Mike Street, a senior digital and social marketing consultant based in New York City, said he finds it troubling that Facebook couldn't move the needle on its numbers. "They can post #BlackLivesMatter over the top of one of their buildings, but I want to see #BlackJobsMatter," he told Engadget. "Mark Zuckerberg, who never finished college, created an amazing company. But yet when it comes to people of color, we must continue to be the 'magical Negro, LatinX, trans' supercoder with a 1,000 IQ in order to get a foot in the door." He said tech companies can easily increase diversity by setting up internships through historically black colleges and universities and host monthly networking mixers.

"If there's one thing I could kill in tech, it would be referrals," said Miley. "That needs to go away. Every study shows that your network looks like you. It's an amplifier for sameness, to not ever change anything."

"They refuse to acknowledge that it's a race issue, that it's a gender issue," he continued. "You may not be purposely racist, but when you refuse to acknowledge that the person sitting in front of you who didn't go to the same school as you, and you're not taking into account their background and their experience, you're measuring them against a rubric that people of color will never meet."

Miley also said it was unfortunate that companies like Facebook and Google were putting so much more effort into increasing the H1B-visa cap than into the diversity of US employees. "I fully support the increase in H1B visas. I don't have a problem with that. But there's this model of setting up standards of excellence with sponsoring people from China and India that could easily be replicated in the United States. Don't tell us you can't find talent here when you can go 8,000 miles and find talent."

"It's not an 'us vs. them' thing," he said. "These companies jump through all these hoops to make this [immigration] happen. But they don't want to jump any hoops to change themselves. They go to India and China because the people can conform to what they want. But they're unwilling to go to Atlanta, Detroit, Memphis, Cincinnati ... because inherently they don't believe that people in those communities have the skillset to do the job."

Erica Baker, another Slack engineer, tweeted that if companies can't get minority candidates to come to them, they should locate themselves where minority talent lives.

Miley said he agrees. "Open your offices in more diverse areas," he said. "That will change your ratios." Plus, having tech jobs in a community that's not typically known for tech is beneficial overall. "When children and teenagers see people doing those jobs, and that they're well-paid, they want to aspire to that. It's a virtuous cycle."

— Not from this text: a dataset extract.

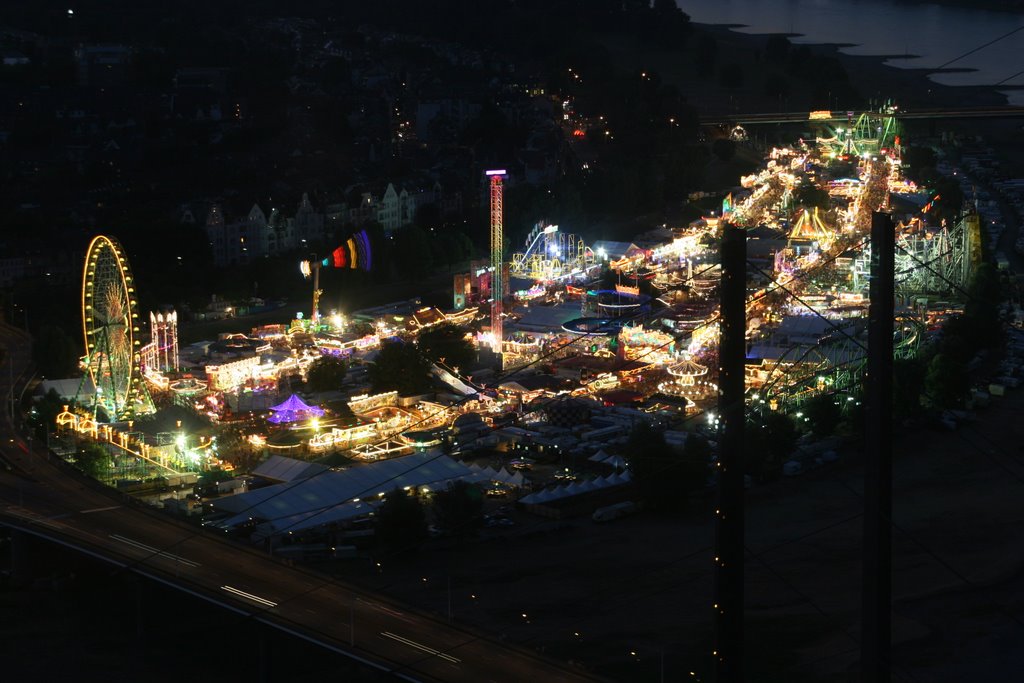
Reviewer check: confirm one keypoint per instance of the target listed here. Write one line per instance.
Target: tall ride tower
(497, 259)
(164, 334)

Additionally, when these employees want to move higher up in the organization, they'll move to the company's Silicon Valley headquarters, thus diversifying those offices. "Now a strange thing happens when you have diverse people; they hire more diverse people."

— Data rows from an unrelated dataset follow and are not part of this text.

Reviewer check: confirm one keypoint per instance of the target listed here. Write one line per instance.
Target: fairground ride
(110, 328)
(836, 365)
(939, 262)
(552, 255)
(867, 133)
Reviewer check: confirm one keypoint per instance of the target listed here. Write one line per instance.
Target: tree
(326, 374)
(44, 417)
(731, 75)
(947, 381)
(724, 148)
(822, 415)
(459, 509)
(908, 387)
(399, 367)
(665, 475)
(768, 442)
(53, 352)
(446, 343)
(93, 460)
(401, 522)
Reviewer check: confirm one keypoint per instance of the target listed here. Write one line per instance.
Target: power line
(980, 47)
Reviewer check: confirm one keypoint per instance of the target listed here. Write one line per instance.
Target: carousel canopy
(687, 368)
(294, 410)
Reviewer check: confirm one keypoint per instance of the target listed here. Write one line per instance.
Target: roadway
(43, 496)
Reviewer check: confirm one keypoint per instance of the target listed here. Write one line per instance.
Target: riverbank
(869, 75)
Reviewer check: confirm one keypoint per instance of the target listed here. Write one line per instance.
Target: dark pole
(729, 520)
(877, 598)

Some of these tech companies did build offices outside Silicon Valley -- like in Boulder, Colorado, and Cambridge, Massachusetts -- but these areas aren't particularly diverse. "Why not Detroit?" Miley asks. "If they say 'the talent's not there', how do they know? They haven't even looked."

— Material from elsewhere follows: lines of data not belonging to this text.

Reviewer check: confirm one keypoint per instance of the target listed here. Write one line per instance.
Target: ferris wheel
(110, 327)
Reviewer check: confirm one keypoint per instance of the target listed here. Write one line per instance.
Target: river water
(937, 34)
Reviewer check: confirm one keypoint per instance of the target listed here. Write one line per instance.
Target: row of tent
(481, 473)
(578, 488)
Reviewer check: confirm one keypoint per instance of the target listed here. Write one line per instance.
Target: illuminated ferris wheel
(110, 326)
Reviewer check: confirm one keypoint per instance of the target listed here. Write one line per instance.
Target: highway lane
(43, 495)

"This Facebook press release and report is an insult to the people who are doing the work of diversity there," said Miley. "It threw them all under the bus. Like Ren said, if this were any other product in a tech company, two years of no growth would be deemed a failure."

"They're not doing anything different," he said. "All of these companies are not doing anything different. That's why the numbers aren't moving."